Midges in the face. Midges on the food. Midges eating the degreaser, sat in bowl on a bench. Midges in huge swarms over stagnant water. Midges outside the Londis, outside the tea shop near the West Highlands railway, outside my eyelids. Midges on the ceiling, waiting, watching, for bedtime. Midges in the throat, in the leg hair, midges in the aorta, in the oesophagus, in the heart and in the soul.

We’ve just passed into the part of Scotland where insects outnumber sheep, which in turn outnumber mountains, and they, in turn, outnumber people. So we’ve a few bite marks to show for it, and, uncharacteristically for those holidaying this far north, a bit more suntan. For the past three days, it has been rain and monotony. Today we took a road to Loch Lomond and beyond.

We had pushed too hard last night. Recovery is getting tougher, and the tiredness doesn’t ever really go away, and yet, sleep is often slow coming and a little disturbed when it does. Not so last night. We slept like angels. And woke like stink-ridden pigs. But it didn’t matter so much because it was my birthday, and as well as sticking a celebratory candle in the muesli, Pete made a fine set of chocolate and strawberry pancakes. That, coffee, and a candle that seemingly could not be blown out made everything better. The hurt went away, and we relished some extra time together in a non-cycling capacity. We had a period of grace and felt good. We departed at 11am, our latest yet, but it felt right nice on the legs, and improved our mental approach. Psychologically, yesterday hammered us all in one way or another. This was a way to get back to our best.

The road around the Loch was busy but fast; a murder road, maybe, but it saw us progress at a lick. When we reached the northern shores, we stopped for coffee and scones, and then, with Baz, a little while later. It was only a 50 mile ride, which in the current state of affairs, is pretty much a trundle to the shops. But, even still, it felt a little tougher than it should have.

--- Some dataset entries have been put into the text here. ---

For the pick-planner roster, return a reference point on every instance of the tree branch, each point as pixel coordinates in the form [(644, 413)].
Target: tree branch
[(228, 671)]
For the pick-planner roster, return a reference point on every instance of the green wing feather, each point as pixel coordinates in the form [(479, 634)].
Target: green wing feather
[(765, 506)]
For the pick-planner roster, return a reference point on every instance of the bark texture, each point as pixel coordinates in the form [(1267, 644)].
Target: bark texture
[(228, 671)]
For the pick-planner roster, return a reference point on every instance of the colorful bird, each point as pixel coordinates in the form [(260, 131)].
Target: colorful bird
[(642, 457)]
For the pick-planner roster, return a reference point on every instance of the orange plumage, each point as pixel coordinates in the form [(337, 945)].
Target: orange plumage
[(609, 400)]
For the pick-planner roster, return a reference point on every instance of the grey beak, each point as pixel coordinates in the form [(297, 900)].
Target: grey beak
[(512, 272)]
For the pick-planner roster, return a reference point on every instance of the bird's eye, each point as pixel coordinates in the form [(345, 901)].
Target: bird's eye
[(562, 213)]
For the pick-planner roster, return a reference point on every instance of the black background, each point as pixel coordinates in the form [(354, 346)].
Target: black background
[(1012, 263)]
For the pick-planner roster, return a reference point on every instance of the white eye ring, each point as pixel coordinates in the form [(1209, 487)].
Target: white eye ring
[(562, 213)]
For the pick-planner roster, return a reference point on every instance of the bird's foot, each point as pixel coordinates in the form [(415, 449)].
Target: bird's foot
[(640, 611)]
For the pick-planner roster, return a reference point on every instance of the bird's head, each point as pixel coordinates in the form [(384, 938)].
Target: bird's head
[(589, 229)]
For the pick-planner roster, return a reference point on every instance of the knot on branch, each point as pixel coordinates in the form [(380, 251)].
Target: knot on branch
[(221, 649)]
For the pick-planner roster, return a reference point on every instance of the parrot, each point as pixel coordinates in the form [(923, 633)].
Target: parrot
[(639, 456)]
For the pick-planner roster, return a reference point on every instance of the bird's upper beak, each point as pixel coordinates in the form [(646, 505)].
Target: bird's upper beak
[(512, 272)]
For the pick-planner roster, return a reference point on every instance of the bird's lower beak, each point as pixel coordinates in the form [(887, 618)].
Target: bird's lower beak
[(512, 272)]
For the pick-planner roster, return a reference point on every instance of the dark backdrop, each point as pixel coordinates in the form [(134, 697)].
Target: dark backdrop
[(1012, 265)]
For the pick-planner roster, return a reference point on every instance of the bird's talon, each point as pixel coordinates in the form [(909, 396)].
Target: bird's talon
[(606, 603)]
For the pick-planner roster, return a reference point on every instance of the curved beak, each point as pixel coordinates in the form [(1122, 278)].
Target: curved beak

As we climbed the final four or five miles of today into Crianlarich, we sang, we acted stupidly, we imitated every generic Yorkshireman, Irishman and Cockney we could, and it took the sting out of the tail. Rather than being a soul-sapping drag, it was a joy. Every beautiful view we saw was reduced to a joke, and often, a foul-mouthed rant about just how beautiful the place was anyway. This is God’s own country, it has only spectacular things to show us. The camera will record for posterity that which we somehow can no longer accept as reality. Watching the weather forecast before the football this evening (a gripping game in who England were, deservedly, trounced), we truly put into perspective our current geographical position. The top bit. The last leg. A reality that we have yet to consider is that we are almost there. Hard days sit between us and our target, but we will bag it. We smell the sea again, we see the sun casting our shadows in front of us. We are so definitely engaged upon that single place. All is well.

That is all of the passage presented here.